A potential trade war between the United States and Colombia could soon make coffee, flowers, and raw materials more expensive for American consumers while putting billions of dollars in U.S. exports at risk. The tensions erupted Sunday when Colombia refused to accept a U.S. military flight carrying deported immigrants, prompting swift retaliatory measures from both nations.
President Donald Trump announced on social media that he would impose an immediate 25% tariff on all Colombian imports, escalating to 50% within a week. In response, Colombian President Gustavo Petro threatened reciprocal tariffs of the same magnitude.
The United States is Colombia’s largest trading partner, with bilateral trade amounting to $53.5 billion annually, according to the Office of the U.S. Trade Representative.

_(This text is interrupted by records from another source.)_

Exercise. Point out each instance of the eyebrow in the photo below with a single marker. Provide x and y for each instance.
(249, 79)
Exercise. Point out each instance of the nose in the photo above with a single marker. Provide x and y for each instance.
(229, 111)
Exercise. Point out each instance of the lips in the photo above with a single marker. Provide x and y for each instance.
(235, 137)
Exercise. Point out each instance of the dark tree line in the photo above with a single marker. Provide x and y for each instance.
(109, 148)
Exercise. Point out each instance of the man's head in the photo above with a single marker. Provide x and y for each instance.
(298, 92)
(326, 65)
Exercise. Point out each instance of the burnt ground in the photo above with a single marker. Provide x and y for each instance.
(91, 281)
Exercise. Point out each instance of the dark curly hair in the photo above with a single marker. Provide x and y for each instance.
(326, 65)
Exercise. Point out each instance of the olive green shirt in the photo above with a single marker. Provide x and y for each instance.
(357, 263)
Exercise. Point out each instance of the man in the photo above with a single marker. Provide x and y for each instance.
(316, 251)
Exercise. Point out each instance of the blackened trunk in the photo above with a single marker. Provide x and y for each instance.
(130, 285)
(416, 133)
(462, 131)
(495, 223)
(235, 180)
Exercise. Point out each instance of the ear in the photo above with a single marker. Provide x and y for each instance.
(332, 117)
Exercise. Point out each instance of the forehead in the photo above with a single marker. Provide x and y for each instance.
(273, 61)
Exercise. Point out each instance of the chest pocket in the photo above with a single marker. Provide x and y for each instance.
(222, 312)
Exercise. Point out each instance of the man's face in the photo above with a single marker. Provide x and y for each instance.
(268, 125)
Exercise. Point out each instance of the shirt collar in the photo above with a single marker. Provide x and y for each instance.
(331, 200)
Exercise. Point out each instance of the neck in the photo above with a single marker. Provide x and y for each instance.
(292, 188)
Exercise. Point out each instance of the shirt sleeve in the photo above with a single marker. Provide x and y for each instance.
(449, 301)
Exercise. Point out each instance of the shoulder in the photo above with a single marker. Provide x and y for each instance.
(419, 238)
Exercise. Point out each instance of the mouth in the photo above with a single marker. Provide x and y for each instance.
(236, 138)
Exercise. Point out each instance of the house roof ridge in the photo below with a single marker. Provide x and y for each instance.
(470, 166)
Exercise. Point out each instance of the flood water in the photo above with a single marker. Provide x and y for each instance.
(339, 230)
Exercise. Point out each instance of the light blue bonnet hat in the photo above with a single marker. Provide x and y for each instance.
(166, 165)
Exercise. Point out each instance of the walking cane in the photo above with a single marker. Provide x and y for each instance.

However, Colombian goods account for a small share of overall U.S. imports. Among the most exposed are coffee, flowers, and crude oil.
Colombia is the second-largest supplier of coffee to the U.S., providing 20% of imports, valued at $1.8 billion in 2022. With coffee prices rising 3.8% in 2024, tariffs could further strain American wallets. Cut flowers, another staple import from Colombia worth $1.6 billion annually, could also see price hikes—especially impactful ahead of Valentine’s Day.
Crude oil, Colombia’s top export to the U.S. at $5.4 billion annually, makes up a minor portion of America’s overall oil imports. However, the disruption could still ripple across industries.
While Colombia may feel the brunt of the tariffs due to its economic dependence on the U.S., American industries won’t emerge unscathed. U.S. exports to Colombia, including refined petroleum ($2.5 billion), corn ($1.2 billion), and chemicals ($1 billion), now face significant risk.
“This will hurt everyday Americans,” said a trade analyst. “From coffee drinkers to farmers, the impacts could be widespread.”
The dispute underscores growing international tensions tied to U.S. immigration policies. Trump defended the move as a stand against Colombia’s refusal to meet “legal obligations” regarding deportees, while Petro criticized the decision as heavy-handed.
Adding complexity, China the world’s second-largest economy has strengthened ties with Colombia, making it the South American nation’s No. 2 trading partner. Analysts suggest the spat could provide China with an opportunity to deepen its foothold in the region, particularly as it seeks Colombia’s oil and coffee.